Then guess what, neither of them need to be with each other period.


----------



## A Bit Much (Sep 14, 2011)

> My fiance and I have been together 2yrs and we tend to argue mostly after we've been out with friends.


I'm sorry but this sounds like pattern behavior. The getting angry and fighting happen all the time, and the jealousy thing sounds like the cause of it.

Chatting and laughing with a bartender while waiting for drinks isn't crazy making behavior unless you're already crazy. Being jealous is one thing, being a possessive maniacal lunatic is another. I can summize that the irratic driving after and choking until unconsciousness is NOT normal 'I'm jealous and angry' behavior. And he's STILL angry??? He sounds like a psycho.
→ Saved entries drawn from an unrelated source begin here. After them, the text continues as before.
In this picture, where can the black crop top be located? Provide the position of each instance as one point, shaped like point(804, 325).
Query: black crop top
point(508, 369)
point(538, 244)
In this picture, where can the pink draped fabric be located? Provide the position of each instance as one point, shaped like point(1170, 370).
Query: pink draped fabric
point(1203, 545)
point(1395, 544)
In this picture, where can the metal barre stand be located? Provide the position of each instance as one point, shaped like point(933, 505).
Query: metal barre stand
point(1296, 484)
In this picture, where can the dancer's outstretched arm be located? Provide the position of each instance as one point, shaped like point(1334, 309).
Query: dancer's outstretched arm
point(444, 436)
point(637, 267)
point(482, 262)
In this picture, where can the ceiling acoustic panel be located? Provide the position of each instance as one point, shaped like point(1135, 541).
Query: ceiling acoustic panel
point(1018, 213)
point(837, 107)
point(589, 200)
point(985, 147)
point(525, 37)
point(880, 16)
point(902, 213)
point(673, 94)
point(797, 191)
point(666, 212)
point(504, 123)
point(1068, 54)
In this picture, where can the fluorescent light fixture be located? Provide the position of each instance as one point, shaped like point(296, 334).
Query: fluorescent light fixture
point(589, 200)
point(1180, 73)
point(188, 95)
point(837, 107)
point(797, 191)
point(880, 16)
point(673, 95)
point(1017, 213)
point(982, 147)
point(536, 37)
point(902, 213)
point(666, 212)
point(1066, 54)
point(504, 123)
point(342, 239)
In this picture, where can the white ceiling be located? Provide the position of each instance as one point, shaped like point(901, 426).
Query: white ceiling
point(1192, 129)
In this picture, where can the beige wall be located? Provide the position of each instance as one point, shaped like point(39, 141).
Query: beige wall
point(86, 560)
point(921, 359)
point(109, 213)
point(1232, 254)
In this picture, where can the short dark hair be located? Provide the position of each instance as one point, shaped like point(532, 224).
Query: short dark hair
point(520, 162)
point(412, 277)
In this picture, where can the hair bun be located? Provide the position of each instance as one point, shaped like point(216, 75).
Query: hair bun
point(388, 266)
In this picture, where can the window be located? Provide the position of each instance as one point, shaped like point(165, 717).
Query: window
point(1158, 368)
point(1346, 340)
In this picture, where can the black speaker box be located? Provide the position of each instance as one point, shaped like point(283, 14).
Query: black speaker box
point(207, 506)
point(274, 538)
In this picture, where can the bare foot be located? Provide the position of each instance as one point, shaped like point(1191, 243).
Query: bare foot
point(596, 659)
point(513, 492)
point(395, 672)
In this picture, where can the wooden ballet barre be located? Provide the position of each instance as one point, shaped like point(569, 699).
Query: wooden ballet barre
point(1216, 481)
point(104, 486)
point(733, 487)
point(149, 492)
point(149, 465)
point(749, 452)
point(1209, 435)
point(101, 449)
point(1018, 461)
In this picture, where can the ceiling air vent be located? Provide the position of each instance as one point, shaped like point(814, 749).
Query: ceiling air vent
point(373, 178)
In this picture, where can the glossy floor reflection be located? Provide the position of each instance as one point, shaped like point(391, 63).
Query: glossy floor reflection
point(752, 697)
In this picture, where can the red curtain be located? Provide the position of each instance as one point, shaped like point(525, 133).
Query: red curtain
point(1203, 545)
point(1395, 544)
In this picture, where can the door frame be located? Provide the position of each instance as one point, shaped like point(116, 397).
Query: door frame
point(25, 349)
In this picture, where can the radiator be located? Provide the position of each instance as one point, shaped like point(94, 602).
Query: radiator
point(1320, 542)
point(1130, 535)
OP you need to leave, but like I said before you obviously have a death wish.


----------



## Created2Write (Aug 25, 2011)

This is NOT normal behavior. I've laughed with bartenders and waiters before and my husband has _never_ accused me of flirting. 

You need out of this. The fact that you had to ask us not to tell you to leave is proof enough that you _know_ how bad this situations is, and you don't want to admit it.


----------



## MysteryMan1 (Nov 4, 2012)

You already know you need to leave him, now you just need to accept it.


----------



## KathyBatesel (Apr 26, 2012)

Shanna said:


> I hate being like this, How can I fix it?, & please don't tell me to leave, I love him way to much to do that. Any advice is appreciated!


You are in an abusive relationship. You can't fix it. If you had that power, this wouldn't be happening in the first place. 

You say you won't leave. Ok, then make peace with being treated this way and worse, because it IS going to get worse. 

You're asking us to tell how to drink bleach and stay safe. It just does not work.

Good luck.

I hope you'll consider why you hate yourself so much that you're willing to tolerate this for those exciting moments of love he shows you. I understand that the good times are really, really good. They make you feel like the most important woman on earth. But if you were really that important to him, he would not treat you this way. Ever. He can control himself with his boss, friends, and others. He could control himself with you, too, but he doesn't want to.


----------



## Amplexor (Feb 13, 2008)

Move along folks, nothing to see here, just a pathetic troll


----------